Key impacts of new housing alternatives:
Development
The housing itself would add 2.3 million square feet of additional development under Alternative A. Alternative B would add 1.14 million square feet of additional construction and associated environmental impacts. The proposed multi-family housing projects could include densities of 40 to 80 dwelling units per acre, building heights from 50 feet up to 100 to 135 feet, and setbacks of less than 20 feet along local roads. Stanford asserts that the development standards in the El Camino Corridor Plan and the Stanford Community Plan would need to be amended.
Traffic
As for traffic, 55 percent of residential car trips are expected to stay local to Palo Alto and both housing alternatives will increase peak-hour traffic volumes on Palo Alto streets, with a notable (but not deemed technically significant) volume increase in the Crescent Park area. Alternative A will also create new significant impacts at the intersections of Stanford Avenue and Bowdoin Street and Charleston and Middlefield Roads. Under both alternatives, impacts at the intersection of Alma Street and Charleston Road will be significant and unavoidable.
Schools
Alternative A is estimated to add 1,446 new school-aged children to the Palo Alto Unified School District, beyond those counted in the original analysis, while Alternative B would add 861 more new PAUSD students. However, Stanford-owned rental housing is eligible for property tax exemptions and therefore rarely contributes to local property tax revenues that make up the vast majority of local school funding. By contrast, many other universities such as Harvard, Brown, and MIT do pay property taxes for their non-student rental housing. Dartmouth pays property tax for all on- and off-campus housing, including dormitories.

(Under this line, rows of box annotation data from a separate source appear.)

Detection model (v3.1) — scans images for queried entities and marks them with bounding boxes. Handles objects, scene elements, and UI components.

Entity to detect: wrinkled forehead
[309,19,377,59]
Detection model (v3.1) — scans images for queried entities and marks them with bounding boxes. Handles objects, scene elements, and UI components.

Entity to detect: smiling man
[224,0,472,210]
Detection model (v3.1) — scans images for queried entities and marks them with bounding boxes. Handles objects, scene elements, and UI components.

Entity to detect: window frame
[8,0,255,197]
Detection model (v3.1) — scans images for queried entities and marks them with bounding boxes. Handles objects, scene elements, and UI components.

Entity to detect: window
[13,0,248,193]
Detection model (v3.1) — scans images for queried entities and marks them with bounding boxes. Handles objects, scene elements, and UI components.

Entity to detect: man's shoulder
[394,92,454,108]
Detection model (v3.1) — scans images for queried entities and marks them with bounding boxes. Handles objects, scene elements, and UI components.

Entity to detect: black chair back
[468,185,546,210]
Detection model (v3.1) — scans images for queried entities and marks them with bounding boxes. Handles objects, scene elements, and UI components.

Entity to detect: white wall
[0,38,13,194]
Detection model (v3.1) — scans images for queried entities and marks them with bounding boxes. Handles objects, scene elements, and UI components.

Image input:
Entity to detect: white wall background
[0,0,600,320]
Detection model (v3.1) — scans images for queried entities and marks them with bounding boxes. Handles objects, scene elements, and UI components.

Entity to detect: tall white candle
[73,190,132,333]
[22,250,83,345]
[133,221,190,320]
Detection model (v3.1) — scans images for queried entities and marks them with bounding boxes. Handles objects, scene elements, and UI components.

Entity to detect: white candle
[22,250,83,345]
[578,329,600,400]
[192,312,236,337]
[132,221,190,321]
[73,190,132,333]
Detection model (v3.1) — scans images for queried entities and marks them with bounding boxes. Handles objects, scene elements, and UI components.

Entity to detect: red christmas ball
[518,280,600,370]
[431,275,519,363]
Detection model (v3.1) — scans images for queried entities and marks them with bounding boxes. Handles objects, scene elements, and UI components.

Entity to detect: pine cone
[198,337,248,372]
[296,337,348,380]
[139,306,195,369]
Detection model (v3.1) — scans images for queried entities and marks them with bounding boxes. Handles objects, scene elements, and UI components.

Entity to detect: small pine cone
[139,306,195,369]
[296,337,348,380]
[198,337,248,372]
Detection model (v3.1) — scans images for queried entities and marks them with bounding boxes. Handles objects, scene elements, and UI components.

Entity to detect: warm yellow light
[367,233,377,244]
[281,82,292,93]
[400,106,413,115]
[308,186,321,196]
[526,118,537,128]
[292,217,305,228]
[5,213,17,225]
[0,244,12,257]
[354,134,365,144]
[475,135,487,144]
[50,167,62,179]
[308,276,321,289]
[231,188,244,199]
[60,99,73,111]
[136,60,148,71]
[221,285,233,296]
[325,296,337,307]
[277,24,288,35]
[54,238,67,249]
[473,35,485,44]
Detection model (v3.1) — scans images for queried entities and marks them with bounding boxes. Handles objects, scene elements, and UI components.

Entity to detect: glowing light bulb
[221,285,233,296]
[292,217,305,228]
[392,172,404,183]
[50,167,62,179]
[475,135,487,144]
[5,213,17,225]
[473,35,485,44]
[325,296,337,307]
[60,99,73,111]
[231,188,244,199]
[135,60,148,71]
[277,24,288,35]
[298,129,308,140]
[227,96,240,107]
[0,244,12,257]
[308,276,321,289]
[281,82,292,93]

According to PAUSD Trustee Todd Collins, the current enrollment of about 350 students from tax-exempt Stanford housing represents approximately $4.5 million in annual unfunded costs for Palo Alto schools. An influx of new students from tax-exempt housing could have a severe economic impact on the school district.
Public Services
Other population related impacts include substantially greater demands on city-provided Fire and Emergency service to the campus, police dispatch, parking enforcement, and bicycle and pedestrian safety services, including crossing guards. Both alternatives will substantially increase consumption of both potable water and groundwater, including additional use and treatment of groundwater for emergency use to supplement the potable water supply. The water detention basin in the West Campus will have to be relocated, affecting city flood control facilities. Use of city parks, particularly in the College Terrace neighborhood will notably increase, impacting the quality of the facilities and increasing maintenance costs beyond the impacts identified in the original DEIR.
Let the county know what you think of the new alternatives and their impacts, either at the July 10 public meeting (6:00-8:00 pm, Palo Alto Art Center), or by submitting your comments by July 26 to:
County of Santa Clara
Department of Planning and Development Attention: David Rader
County Government Center
70 West Hedding Street, San Jose, CA 95110
Email: David.Rader@pln.sccgov.org
City staff are seeking a courtesy extension in order to allow the council an opportunity to review the city’s comments before submittal to the county. If granted, the council likely will discuss them at its special meeting on July 30. The PAUSD Board of Trustees is likely to meet on July 17 or 19 to discuss the GUP.